The Lying Life of Adults
Release date: January 4
Elena Ferrante and her remarkable stories are a hot commodity of late. Maggie Gyllenhaal recently adapted one of her books, The Lost Daughter, starring Olivia Colman, Dakota Johnson and Paul Mescal, and Netflix has decided it must do the same with Ferrante's novel The Lying Life of Adults. The TV adaptation has been broken down into an eight-part drama; with the series landing on the streamer in early January.
Daisy Jones & The Six
Release date: March 3
The official line on Daisy Jones & the Six is that it's meant to be about a fictional band, but it's clearly inspired by the very real rock group Fleetwood Mac who's behind-the-scenes drama infamously drove their musical output.
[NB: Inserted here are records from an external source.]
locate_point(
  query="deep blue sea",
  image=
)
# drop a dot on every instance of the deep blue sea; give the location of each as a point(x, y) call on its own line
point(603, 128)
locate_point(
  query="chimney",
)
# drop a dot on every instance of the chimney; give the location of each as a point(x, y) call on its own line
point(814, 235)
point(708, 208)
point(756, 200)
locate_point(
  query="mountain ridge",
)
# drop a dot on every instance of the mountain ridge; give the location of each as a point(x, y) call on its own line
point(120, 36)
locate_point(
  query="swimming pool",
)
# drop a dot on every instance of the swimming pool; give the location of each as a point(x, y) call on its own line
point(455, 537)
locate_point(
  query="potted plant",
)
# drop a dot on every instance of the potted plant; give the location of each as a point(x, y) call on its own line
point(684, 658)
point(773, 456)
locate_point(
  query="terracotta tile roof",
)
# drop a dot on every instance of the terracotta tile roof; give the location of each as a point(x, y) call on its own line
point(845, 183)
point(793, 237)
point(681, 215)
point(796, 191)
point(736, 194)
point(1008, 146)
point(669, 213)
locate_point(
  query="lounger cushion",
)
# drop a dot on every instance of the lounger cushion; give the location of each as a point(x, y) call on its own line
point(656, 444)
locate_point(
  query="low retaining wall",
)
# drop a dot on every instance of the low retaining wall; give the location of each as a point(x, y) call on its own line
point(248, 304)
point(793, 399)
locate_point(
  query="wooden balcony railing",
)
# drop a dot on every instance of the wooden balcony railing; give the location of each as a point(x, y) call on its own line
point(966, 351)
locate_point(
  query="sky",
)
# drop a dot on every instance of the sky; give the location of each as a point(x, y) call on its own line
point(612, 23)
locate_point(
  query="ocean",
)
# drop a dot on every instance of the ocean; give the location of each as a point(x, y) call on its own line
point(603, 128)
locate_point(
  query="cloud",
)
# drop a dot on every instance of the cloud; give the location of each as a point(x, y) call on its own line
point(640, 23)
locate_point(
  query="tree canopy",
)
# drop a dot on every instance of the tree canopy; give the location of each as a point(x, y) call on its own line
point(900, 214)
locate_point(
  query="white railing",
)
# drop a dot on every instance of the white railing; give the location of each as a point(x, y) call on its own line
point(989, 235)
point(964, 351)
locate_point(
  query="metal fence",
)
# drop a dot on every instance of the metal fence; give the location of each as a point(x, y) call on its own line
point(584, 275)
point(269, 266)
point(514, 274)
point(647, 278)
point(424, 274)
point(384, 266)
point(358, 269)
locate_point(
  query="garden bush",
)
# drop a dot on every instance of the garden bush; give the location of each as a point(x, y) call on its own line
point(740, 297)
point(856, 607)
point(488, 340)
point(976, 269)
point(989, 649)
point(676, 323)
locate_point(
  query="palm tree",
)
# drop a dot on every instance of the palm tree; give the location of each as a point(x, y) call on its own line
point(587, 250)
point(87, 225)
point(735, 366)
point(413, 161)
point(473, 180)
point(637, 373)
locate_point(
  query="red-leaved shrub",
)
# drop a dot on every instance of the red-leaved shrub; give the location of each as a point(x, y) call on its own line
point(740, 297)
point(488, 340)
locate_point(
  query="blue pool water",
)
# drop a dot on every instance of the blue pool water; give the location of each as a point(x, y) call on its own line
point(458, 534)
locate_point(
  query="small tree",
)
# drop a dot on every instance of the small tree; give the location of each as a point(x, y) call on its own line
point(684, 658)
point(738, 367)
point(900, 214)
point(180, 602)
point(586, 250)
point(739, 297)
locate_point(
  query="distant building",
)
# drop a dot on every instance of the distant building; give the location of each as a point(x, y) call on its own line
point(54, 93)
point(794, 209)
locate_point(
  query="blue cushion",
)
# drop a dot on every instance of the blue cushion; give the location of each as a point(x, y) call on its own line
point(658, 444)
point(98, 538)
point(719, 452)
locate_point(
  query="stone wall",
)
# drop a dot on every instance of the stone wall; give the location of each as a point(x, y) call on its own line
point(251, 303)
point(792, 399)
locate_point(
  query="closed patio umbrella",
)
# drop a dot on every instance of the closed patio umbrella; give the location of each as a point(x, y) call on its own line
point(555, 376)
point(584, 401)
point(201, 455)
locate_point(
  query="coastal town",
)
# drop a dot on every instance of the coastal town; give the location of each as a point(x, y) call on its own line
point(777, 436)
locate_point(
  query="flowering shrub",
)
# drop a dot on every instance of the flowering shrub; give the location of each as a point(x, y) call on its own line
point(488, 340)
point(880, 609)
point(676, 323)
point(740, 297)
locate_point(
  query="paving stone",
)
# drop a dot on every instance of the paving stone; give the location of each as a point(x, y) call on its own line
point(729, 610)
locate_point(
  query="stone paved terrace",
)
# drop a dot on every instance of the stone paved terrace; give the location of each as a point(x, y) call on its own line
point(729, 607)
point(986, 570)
Based on the best-selling novel by Taylor Jenkins Reid, Daisy Jones & The Six is a limited musical-drama series arriving on Prime Video detailing the rise and precipitous fall of Fleetwood Mac. Riley Keough is set to take the stage for the musical drama as the would-be Stevie Nicks. The role feels only fitting for the daughter of singer-songwriter Lisa Marie Presley (and granddaughter of Elvis Presley).
Lessons in Chemistry
Release date: 2023
Published by Penguin back in early 2022, Apple TV picked up this New York Times bestseller and is fashioning it into a drama series to be released in 2023. Behind the source material is author, science editor and copywriter Bonnie Garmus, who transports readers back to California in the 1960s through her character Elizabeth Zott, a single mother and chemist-turned-cooking show host who unwittingly finds herself starting a feminist revolution through the television. Brie Larson will take the lead role, starring alongside Lewis Pullman, Aja Naomi King, Stephanie Koenig and Patrick Walker.
Release date: TBC
Based on Irish writer Naoise Dolan’s debut 2020 novel, the series has been described as a modern romance with a twist. If you're wondering just how good the storyline is, the rights to the book had already been optioned even before it had hit shelves. Dolan has confirmed that she will be staying on board to co-write and direct; with Bridgerton's Phoebe Dynevor also working in front and behind the scenes as executive producer.